Search code examples
pythonnested-listsunique-values

Python: eliminate duplicate nested lists


I am building a tagging model for natural language processing. Initially, the words of a sentence are tagged as a part of speech (like NN for noun), then the rules are applied that divide them into trees which are represented as nested lists. This process iterates many times until you get one node at the top level. I have a master list of all potential trees and I need to eliminate duplicate trees or the whole thing blows up in memory. Here is a small sample of what a list consists of. I need to make sure that each list in the list is unique as each iteration creates many branches.

[[('NP', [('PRP', 'I')]), ('VBD', 'ate'), ('DT', 'a'), ('NN', 'steak'), ('IN', 'with'), ('DT', 'a'), ('NN', 'knife'), ('.', '.')]
[('PRP', 'I'), ('VP', [('VBD', 'ate')]), ('DT', 'a'), ('NN', 'steak'), ('IN', 'with'), ('DT', 'a'), ('NN', 'knife'), ('.', '.')]
[('PRP', 'I'), ('VBD', 'ate'), ('NP', [('DT', 'a')]), ('NN', 'steak'), ('IN', 'with'), ('DT', 'a'), ('NN', 'knife'), ('.', '.')]
...]

I thought of using a set but lists aren't hashable. I tried using recursion and it runs out of memory. I thought about converting the lists to strings, using the string as a dictionary key and the list as the value, then iterating over and turning it back into a list again (or keep it as a dictionary?). Does anyone have a less hackish solution? I'm relatively new to Python so please provide an explanation of how your solution works.

I should clarify: the nested lists can be indefinitely deep. The tree structure is not known ahead of time but is built on the fly.
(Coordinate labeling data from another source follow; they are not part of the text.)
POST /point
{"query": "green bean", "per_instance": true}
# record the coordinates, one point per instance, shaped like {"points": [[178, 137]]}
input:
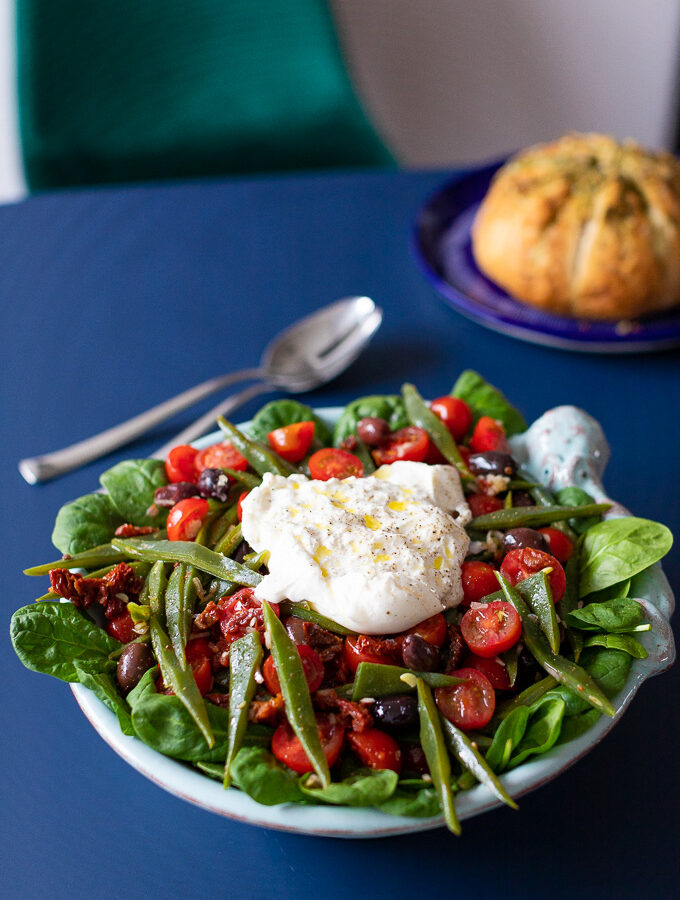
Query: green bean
{"points": [[245, 656], [531, 516], [299, 709], [422, 416], [471, 759], [261, 458], [564, 670], [432, 742], [193, 554]]}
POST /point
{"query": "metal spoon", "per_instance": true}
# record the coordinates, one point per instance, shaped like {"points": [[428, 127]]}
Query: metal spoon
{"points": [[306, 355]]}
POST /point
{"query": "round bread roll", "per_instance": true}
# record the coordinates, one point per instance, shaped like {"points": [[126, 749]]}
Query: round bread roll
{"points": [[584, 226]]}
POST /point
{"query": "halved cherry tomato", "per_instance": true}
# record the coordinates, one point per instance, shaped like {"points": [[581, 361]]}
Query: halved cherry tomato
{"points": [[491, 628], [287, 748], [220, 456], [455, 414], [410, 443], [311, 665], [493, 667], [479, 580], [560, 545], [332, 462], [526, 561], [292, 442], [376, 749], [186, 517], [470, 705], [488, 434], [180, 464]]}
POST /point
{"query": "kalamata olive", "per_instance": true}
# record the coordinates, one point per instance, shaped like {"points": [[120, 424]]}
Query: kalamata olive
{"points": [[170, 494], [396, 713], [133, 663], [517, 538], [373, 431], [419, 654], [214, 483], [492, 462]]}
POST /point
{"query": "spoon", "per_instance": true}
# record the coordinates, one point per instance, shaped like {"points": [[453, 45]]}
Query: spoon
{"points": [[305, 355]]}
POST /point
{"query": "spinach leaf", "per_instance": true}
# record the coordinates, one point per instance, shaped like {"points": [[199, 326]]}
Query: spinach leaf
{"points": [[50, 637], [387, 406], [84, 523], [279, 413], [131, 485], [486, 400], [365, 787], [617, 549], [104, 688], [256, 772]]}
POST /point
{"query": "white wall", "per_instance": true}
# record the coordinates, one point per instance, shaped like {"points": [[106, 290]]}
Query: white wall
{"points": [[456, 80]]}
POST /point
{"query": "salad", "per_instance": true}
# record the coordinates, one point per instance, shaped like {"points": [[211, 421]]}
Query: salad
{"points": [[381, 614]]}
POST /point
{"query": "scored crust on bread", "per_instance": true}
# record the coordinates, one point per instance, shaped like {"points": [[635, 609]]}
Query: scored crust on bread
{"points": [[584, 226]]}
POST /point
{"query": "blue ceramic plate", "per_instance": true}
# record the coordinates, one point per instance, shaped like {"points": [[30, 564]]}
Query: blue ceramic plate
{"points": [[442, 247]]}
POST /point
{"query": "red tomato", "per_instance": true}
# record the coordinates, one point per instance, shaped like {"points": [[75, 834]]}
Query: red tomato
{"points": [[292, 441], [287, 748], [492, 628], [560, 545], [311, 665], [470, 705], [520, 564], [180, 464], [332, 462], [376, 749], [493, 667], [488, 434], [221, 456], [185, 518], [121, 628], [481, 504], [410, 443], [455, 414], [479, 580]]}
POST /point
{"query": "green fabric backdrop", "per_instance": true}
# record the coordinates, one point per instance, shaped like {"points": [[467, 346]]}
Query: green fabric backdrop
{"points": [[122, 90]]}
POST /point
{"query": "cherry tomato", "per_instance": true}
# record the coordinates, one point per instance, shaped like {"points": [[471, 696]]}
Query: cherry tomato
{"points": [[311, 665], [522, 563], [122, 628], [180, 464], [221, 456], [491, 628], [455, 414], [488, 434], [560, 545], [410, 443], [376, 749], [493, 667], [287, 748], [292, 441], [470, 705], [479, 580], [332, 462], [481, 504], [185, 518]]}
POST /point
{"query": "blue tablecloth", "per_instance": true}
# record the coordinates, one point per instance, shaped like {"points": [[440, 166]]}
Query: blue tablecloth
{"points": [[113, 300]]}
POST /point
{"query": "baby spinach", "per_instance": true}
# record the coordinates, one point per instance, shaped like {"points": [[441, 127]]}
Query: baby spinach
{"points": [[85, 523], [486, 400], [617, 549], [53, 637], [131, 485]]}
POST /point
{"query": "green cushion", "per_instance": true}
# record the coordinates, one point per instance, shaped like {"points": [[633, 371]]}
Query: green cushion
{"points": [[121, 90]]}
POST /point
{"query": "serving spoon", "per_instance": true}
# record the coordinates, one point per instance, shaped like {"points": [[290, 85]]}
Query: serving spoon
{"points": [[303, 356]]}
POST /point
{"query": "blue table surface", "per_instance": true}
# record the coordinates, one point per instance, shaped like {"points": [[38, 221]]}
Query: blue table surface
{"points": [[113, 300]]}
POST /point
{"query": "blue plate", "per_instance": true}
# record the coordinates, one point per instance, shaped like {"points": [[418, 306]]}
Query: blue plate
{"points": [[443, 248]]}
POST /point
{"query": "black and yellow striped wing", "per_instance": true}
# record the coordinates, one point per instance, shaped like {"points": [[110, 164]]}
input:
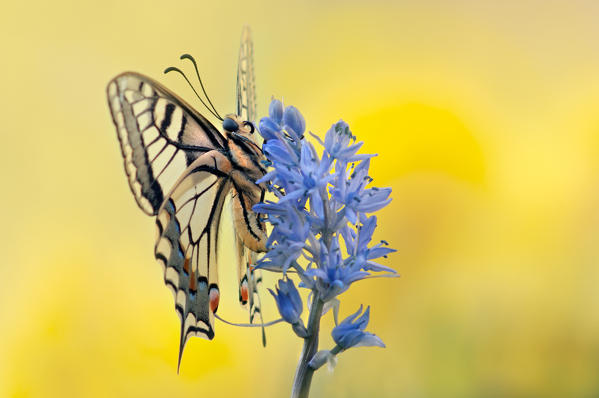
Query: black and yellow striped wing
{"points": [[159, 133]]}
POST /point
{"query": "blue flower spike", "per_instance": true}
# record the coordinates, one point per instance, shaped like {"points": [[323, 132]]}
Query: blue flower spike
{"points": [[289, 304], [350, 332], [318, 198]]}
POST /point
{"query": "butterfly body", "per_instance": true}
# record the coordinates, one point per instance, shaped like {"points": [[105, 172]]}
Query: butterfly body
{"points": [[180, 169]]}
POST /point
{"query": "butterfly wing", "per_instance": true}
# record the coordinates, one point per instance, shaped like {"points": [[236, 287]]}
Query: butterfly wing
{"points": [[159, 133], [246, 86], [186, 247], [246, 109]]}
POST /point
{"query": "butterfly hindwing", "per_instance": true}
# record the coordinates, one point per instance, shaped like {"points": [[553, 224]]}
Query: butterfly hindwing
{"points": [[159, 133], [188, 223]]}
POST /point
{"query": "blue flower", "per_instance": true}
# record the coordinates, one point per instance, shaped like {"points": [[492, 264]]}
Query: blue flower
{"points": [[333, 276], [350, 332], [288, 301], [352, 193], [357, 246]]}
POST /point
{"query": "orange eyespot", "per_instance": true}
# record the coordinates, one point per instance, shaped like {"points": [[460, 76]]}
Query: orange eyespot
{"points": [[243, 292], [214, 299]]}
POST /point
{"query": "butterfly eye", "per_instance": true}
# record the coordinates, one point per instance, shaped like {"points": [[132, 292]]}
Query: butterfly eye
{"points": [[251, 126], [230, 125]]}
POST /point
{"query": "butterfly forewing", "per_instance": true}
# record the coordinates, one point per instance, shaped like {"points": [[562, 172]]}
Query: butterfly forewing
{"points": [[246, 86], [180, 169], [160, 135]]}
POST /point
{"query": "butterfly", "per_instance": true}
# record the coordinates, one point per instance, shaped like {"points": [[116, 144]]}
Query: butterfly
{"points": [[180, 169]]}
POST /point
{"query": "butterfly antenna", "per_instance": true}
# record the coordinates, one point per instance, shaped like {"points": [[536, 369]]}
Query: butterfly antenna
{"points": [[174, 69], [195, 65]]}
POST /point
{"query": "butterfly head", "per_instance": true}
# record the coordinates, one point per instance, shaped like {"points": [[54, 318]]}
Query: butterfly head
{"points": [[234, 124]]}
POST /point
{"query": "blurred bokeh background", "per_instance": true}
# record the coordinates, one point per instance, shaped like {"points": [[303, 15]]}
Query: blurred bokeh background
{"points": [[485, 116]]}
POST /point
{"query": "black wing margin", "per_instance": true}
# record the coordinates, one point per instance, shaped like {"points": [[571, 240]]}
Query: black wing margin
{"points": [[159, 133], [186, 246]]}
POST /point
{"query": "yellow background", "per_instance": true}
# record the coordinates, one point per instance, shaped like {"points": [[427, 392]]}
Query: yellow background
{"points": [[486, 120]]}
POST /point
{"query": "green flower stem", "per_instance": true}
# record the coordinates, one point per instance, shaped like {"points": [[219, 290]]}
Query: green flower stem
{"points": [[303, 374]]}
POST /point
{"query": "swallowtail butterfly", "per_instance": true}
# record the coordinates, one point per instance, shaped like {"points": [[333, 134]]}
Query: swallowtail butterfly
{"points": [[180, 169]]}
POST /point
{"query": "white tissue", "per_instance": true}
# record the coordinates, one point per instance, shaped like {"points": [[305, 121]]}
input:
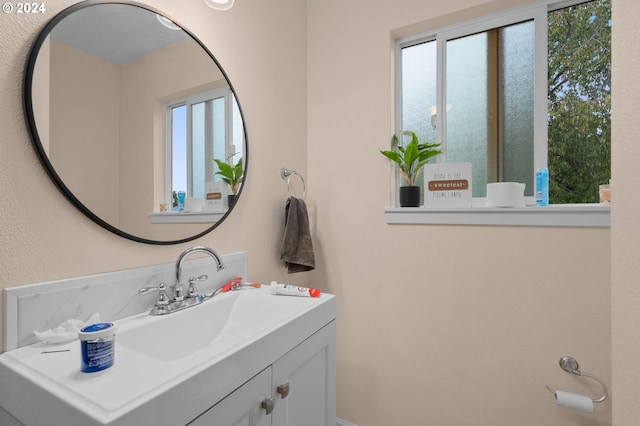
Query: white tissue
{"points": [[65, 332], [574, 401]]}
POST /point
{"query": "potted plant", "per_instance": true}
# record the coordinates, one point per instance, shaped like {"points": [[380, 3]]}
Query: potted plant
{"points": [[410, 159], [231, 175]]}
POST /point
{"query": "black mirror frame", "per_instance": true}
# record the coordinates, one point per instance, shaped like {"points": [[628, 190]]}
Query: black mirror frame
{"points": [[42, 155]]}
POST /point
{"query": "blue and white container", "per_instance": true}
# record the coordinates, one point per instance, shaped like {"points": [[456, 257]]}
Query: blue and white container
{"points": [[98, 346], [542, 187]]}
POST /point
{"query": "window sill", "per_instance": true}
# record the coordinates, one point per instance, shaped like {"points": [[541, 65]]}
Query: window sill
{"points": [[181, 217], [569, 215]]}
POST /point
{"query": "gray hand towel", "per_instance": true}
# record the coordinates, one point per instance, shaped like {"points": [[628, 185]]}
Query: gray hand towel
{"points": [[296, 248]]}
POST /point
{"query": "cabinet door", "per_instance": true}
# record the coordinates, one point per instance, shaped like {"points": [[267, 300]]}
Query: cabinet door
{"points": [[304, 382], [243, 407]]}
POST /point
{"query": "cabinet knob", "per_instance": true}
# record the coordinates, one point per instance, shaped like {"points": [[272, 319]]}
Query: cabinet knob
{"points": [[267, 404], [283, 390]]}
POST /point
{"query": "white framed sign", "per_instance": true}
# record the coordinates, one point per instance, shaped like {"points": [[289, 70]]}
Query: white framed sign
{"points": [[447, 185]]}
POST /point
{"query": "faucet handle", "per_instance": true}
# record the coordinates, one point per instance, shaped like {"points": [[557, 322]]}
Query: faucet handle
{"points": [[163, 300], [193, 291]]}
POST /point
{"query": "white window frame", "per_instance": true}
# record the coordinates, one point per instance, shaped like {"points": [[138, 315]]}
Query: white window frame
{"points": [[552, 215], [224, 92]]}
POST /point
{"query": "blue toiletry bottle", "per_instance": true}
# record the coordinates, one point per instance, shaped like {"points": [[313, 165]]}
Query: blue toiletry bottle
{"points": [[181, 196], [542, 187]]}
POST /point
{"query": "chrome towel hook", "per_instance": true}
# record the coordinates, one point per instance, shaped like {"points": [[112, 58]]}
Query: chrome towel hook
{"points": [[287, 174], [570, 365]]}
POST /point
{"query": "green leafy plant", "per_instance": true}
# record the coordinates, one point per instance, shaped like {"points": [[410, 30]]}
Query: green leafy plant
{"points": [[412, 157], [232, 175]]}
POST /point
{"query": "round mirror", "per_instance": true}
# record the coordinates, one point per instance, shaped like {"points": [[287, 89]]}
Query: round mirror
{"points": [[135, 121]]}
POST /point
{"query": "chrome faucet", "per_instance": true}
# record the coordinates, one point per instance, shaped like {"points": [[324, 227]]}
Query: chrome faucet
{"points": [[192, 292]]}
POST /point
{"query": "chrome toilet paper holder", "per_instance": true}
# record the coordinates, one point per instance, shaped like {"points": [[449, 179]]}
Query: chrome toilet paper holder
{"points": [[570, 365]]}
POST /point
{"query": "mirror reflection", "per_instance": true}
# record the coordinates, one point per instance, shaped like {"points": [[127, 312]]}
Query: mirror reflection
{"points": [[136, 122]]}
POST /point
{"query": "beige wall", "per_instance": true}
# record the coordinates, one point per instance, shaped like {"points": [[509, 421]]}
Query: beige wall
{"points": [[446, 325], [625, 230], [442, 325], [85, 101], [44, 238]]}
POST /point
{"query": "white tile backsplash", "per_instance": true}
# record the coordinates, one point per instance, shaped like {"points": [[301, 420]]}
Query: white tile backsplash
{"points": [[113, 295]]}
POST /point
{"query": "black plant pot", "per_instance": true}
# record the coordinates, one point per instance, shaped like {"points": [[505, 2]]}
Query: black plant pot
{"points": [[409, 196]]}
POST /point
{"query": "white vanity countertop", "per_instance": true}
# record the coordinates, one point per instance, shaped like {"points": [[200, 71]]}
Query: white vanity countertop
{"points": [[49, 388]]}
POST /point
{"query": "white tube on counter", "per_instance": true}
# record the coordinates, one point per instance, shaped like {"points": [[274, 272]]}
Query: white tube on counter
{"points": [[292, 290]]}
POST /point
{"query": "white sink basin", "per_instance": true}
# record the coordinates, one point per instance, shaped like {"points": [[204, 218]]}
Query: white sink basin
{"points": [[185, 332], [162, 362]]}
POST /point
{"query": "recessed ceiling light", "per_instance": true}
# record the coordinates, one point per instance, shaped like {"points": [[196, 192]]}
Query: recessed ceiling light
{"points": [[167, 22], [220, 4]]}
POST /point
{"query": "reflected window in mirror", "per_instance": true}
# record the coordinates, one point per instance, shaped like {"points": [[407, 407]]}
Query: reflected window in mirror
{"points": [[201, 128], [481, 90], [98, 80]]}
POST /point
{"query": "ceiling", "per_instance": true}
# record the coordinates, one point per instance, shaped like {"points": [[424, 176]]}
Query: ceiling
{"points": [[115, 32]]}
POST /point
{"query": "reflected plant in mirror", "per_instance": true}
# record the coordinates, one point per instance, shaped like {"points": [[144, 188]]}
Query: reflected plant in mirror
{"points": [[125, 108]]}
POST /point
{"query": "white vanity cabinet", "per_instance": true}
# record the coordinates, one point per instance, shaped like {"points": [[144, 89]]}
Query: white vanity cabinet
{"points": [[297, 389]]}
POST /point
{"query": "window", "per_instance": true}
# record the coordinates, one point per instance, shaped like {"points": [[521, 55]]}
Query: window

Trying to build something like this -http://jos.oxfordjournals.org/content/25/4/345/F23.large.jpg but in the form of a nested list.


Solution

  • Thanks to sdasdadas for pointing out the duplicate. I was able to (more or less) solve it by creating this function:

     def list_to_tuple(a_list):
        temp_list = []
        for item in a_list:
            if isinstance(item, list) or isinstance(item, tuple):
                temp_list.append(list_to_tuple(item))
            else:
                temp_list.append(item)
        return tuple(temp_list)
    

    It takes an indefinitely deep nested list or tuples and gives back the equivalent thing in tuples. In another function, I pass this through a set to ensure unique values then it can go back to a list or whatever.

    Thanks for your answers.